BRATTLEBORO -- Jim Gray is a candidate for vice president of the United States.
But he's not traveling the country with an entourage of aides, a security detail or a motorcade. In fact, he rolled into Brattleboro Friday morning in a minivan.
The former federal prosecutor, longtime judge and California resident believes the time has come for his Libertarian Party to make an impact on presidential politics.
"This can be done. As Libertarians, we are in the mainstream of American political thought," Gray said. "We are financially responsible and socially tolerant."
Gray is the running mate of Libertarian presidential candidate Gary Johnson, a former New Mexico governor. And while Gray said Johnson expects to be on the general election ballot in all 50 states (he's listed as a candidate in Vermont), he's miffed that his party's nominee for the country's top elected office has not been invited to major debates.
"The people are being deprived of that voice," Gray said.
Libertarian candidate Bob Barr gained just 0.4 percent of the vote in the November 2008 presidential election -- less than Independent candidate Ralph Nader.
But Gray argues that the Libertarian ticket could have broad appeal: In an interview at the Reformer, he described the party as both right of Republican presidential nominee Mitt Romney and left of Democratic President Barack Obama.
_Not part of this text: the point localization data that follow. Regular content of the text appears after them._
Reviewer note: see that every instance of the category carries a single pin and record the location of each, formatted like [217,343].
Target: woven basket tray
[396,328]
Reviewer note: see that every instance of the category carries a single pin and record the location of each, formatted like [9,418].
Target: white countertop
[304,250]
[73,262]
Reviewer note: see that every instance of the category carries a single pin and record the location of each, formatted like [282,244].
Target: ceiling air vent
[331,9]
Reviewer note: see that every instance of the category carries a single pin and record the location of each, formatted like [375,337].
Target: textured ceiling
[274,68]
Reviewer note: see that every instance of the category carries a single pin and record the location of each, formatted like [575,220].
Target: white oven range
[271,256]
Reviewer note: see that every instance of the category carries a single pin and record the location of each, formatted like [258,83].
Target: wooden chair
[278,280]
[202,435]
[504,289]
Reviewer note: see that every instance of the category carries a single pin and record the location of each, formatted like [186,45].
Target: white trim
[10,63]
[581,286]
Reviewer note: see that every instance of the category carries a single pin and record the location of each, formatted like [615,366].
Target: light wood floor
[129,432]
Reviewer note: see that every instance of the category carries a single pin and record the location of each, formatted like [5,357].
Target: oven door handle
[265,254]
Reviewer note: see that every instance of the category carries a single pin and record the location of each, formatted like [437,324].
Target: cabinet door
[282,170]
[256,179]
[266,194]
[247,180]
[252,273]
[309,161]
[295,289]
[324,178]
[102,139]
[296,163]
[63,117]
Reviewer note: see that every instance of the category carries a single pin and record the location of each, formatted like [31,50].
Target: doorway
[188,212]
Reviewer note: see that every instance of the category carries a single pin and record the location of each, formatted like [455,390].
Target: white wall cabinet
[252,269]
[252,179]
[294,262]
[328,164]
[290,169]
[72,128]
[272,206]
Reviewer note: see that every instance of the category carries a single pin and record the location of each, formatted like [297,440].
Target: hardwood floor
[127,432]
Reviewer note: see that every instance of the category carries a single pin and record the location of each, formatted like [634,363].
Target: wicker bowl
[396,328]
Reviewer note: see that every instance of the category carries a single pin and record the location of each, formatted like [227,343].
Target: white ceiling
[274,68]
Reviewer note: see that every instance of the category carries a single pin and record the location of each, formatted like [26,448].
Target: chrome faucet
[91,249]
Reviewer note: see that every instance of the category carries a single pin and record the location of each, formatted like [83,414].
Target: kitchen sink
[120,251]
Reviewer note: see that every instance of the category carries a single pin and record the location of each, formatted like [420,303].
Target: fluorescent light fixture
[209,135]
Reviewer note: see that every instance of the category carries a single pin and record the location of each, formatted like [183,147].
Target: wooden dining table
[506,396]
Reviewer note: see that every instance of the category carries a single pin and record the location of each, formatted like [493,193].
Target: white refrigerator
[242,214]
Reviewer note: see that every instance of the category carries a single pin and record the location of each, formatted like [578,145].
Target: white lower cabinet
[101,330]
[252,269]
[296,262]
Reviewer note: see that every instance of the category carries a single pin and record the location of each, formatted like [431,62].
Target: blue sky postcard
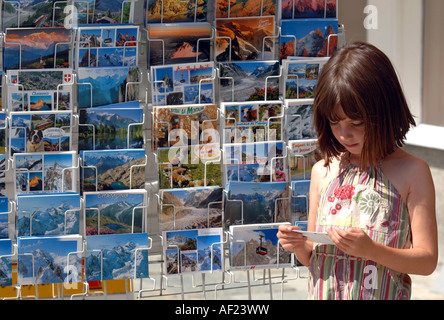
[46,259]
[191,83]
[257,246]
[40,90]
[117,256]
[36,48]
[110,128]
[191,251]
[47,214]
[115,212]
[107,85]
[44,131]
[118,169]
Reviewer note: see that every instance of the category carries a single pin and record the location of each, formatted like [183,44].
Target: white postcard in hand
[319,237]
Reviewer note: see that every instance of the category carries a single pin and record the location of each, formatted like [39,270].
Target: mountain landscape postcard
[114,212]
[252,121]
[253,202]
[191,208]
[246,38]
[184,125]
[118,169]
[110,128]
[257,246]
[117,256]
[48,259]
[249,81]
[47,214]
[190,251]
[191,83]
[36,48]
[167,11]
[175,43]
[45,131]
[308,37]
[45,172]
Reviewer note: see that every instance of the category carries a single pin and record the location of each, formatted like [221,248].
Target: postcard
[296,9]
[189,166]
[301,77]
[36,48]
[255,162]
[158,11]
[308,37]
[253,202]
[110,128]
[107,46]
[5,262]
[245,38]
[257,246]
[249,81]
[190,208]
[117,256]
[303,154]
[107,85]
[191,83]
[47,214]
[245,8]
[44,131]
[175,43]
[189,251]
[299,119]
[40,172]
[115,212]
[49,259]
[184,125]
[252,121]
[118,169]
[40,90]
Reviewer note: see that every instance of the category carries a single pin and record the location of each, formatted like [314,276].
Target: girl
[375,201]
The economy is a top issue. And Gray claims Republicans
Republican vice presidential candidate Paul Ryan, who carries a reputation as a budget-cutter in Congress, "won't balance the budget for 28 years," Gray said. "We will present a balanced budget now."
He added that Johnson would "conduct an audit of the federal government using generally accepted accounting methods" in order to cut costs effectively.
On the other hand, Gray said Libertarians are "coming at Mr. Obama from the left. We are classic liberals."
As examples, he said Johnson would work to repeal the Patriot Act and to close the controversial Guantanamo Bay detention center. Obama has not shut the prison even though he promised to do so during his 2008 candidacy.
Citing his party's support for gay marriage, Gray said Obama simply was "pandering to the voters" when he expressed that same sentiment for the first time earlier this year.
Another Libertarian tenet -- relaxed enforcement of some drug laws -- is a longtime cause for Gray. As a sitting judge in 1992, he held a press conference to criticize the nation's drug policy.
And he authored a book titled "Why Our Drug Laws Have Failed and What We Can Do About It."
Gray said his party supports legalizing marijuana and regulating the drug in the same way that the government regulates alcohol.
"You see us churning low-level drug offenders through the (criminal-justice) system for no good reason," Gray said.
Gray also cited education, jobs and the economy as top issues. He called for the dissolution of the Internal Revenue Service, the repeal of the income tax and enactment of a "retail consumption tax."
And while reiterating his party's absolute support for "private property rights," he contends a Libertarian administration still would regulate air and water pollution.
"We need an Environmental Protection Agency," Gray said. "We need standards."